I used to love the pierogis at Veselka in NYC, but of course most pierogis have egg or sour cream in the dough. It only occurred to me recently that I could attempt to make them vegan. The filling can be pretty much anything mixed into mashed potatoes, but the dough is the tricky vegan part. I used some plain coconut milk yogurt for the first batch of dough I tried, and at first I thought it tasted a little weird. But after making other doughs without the yogurt, I appreciated the richness it brought to the flavor profile. This is definitely one of my “work in progress” recipes, so I would love to hear suggestions for it! These freeze great (raw or cooked), so make a bunch and keep them for later!
Ingredients: makes 2-3 dozen, depending on dough thickness
3 C All Purpose Flour
1/2 tsp salt
3 oz plain vegan yogurt
1/2 – 3/4 C water
2.5 lbs baked golden potatoes
2 tsp canola oil
1/2 small onion
2 cloves garlic
1/2 medium head broccoli, diced
2 TBS Earth Balance buttery sticks
1 tsp salt
1/2 tsp pepper
1. Preheat oven to 400 degrees F. Scrub potatoes, prick with a fork, wrap in foil and bake for 60-75 minutes (depending on size), or until easier pierced with a fork.
2. While potatoes are baking, prepare dough. Add all dough ingredients to a large bowl, starting with 1/4 C water. Stir until liquids are absorbed, and add more water as needed.
3. Turn onto lightly floured surface and kneed for 1 minute, until you have a smooth dough. Avoid overworking. Wrap in plastic and let sit for at least 20 minutes.
4. Meanwhile, in a large saute pan, heat canola oil over medium. Cook onions until they turn clear. Add the garlic. Continue sauteing until onions are slightly browned. Add broccoli, Earth Balance, salt and pepper. Cook for 3-4 minutes, or until broccoli turns bright green.
5. Once potatoes are fully cooked, mash them in a large bowl. Add broccoli mixture and blend thoroughly.
6. Divide dough into quarters. Roll dough out to about 1/8 inch thick, or less. Cut with a round 3-4 inch cookie cutter. Place a tablespoon of filling in the middle of each round. Dab a small amount of water along the edge of the dough. Pull two sides of the dough up, and pinch together to seal the pierogi. (The dough in these pictures will look different than yours, because I experimented with the dough recipe a couple of times, but only took pics once.)
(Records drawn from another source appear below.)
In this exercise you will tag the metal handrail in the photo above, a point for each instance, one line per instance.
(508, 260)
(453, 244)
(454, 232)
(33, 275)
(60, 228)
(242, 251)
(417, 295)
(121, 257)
7. Cook the pierogis either by boiling for approximately 4 minutes, or fried. To fry, heat enough oil to cover the bottom of a skillet over medium-low heat. Cook pierogis on one side for 4-5, or until golden brown, with the pan covered. Then turn to cook on the other side, again with the pan covered.
Serve warm with caramelized onions, or freeze to eat later!